Start der Rente mit 67 und das Nachrichtenloch

Zu den Feiertagen um Weihnachten und Neujahr ist die innenpolitische Nachrichtendichte ziemlich mau. Die Tage bilden quasi das Gegenstück zum Sommerloch. Und so meldet sich der eine oder andere Politiker zu Wort, weil die Wahrscheinlichkeit sehr groß ist, in die Schlagzeilen zu kommen. Zum Jahreswechsel wurde das Renteneintrittsalter auf 67 Jahre angehoben, für den bayerischen Ministerpräsidenten Seehofer ein willkommener Anlass, sich zu Wort zu melden.
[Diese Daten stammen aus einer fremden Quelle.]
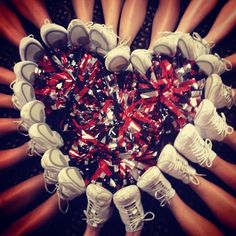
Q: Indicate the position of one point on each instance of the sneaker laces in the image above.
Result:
(93, 213)
(12, 83)
(198, 38)
(48, 179)
(61, 198)
(88, 24)
(135, 218)
(219, 124)
(226, 93)
(32, 149)
(162, 193)
(226, 63)
(15, 102)
(183, 169)
(201, 149)
(20, 126)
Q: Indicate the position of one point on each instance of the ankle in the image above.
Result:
(91, 231)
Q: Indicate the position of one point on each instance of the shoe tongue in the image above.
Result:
(103, 199)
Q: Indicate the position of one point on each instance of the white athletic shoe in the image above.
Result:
(42, 139)
(172, 163)
(25, 70)
(128, 202)
(167, 43)
(53, 35)
(154, 183)
(213, 64)
(193, 47)
(209, 124)
(53, 161)
(30, 49)
(141, 60)
(23, 93)
(70, 186)
(118, 59)
(78, 32)
(218, 93)
(103, 37)
(192, 146)
(99, 205)
(31, 113)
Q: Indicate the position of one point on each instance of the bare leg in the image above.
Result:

Kritisch natürlich, denn wie immer demonstriert er die Verbundenheit zum Volke. Er moniert, dass

  • es viele Ältere gibt, die aus gesundheitlichen Gründen nicht in der Lage sind, bis 67 zu arbeiten (stimmt!),
  • diese deshalb trotz erheblicher finanzieller Abschläge vor 67 aufhören (stimmt!),
  • und deshalb vielleicht in die Altersarmut abrutschen (stimmt!),
  • damit wird “die Verlängerung der Lebensarbeitszeit zur faktischen Rentenkürzung” (stimmt!) und es gibt generell
  • bis dato zu wenig Arbeitsangebote für Ältere (stimmt!).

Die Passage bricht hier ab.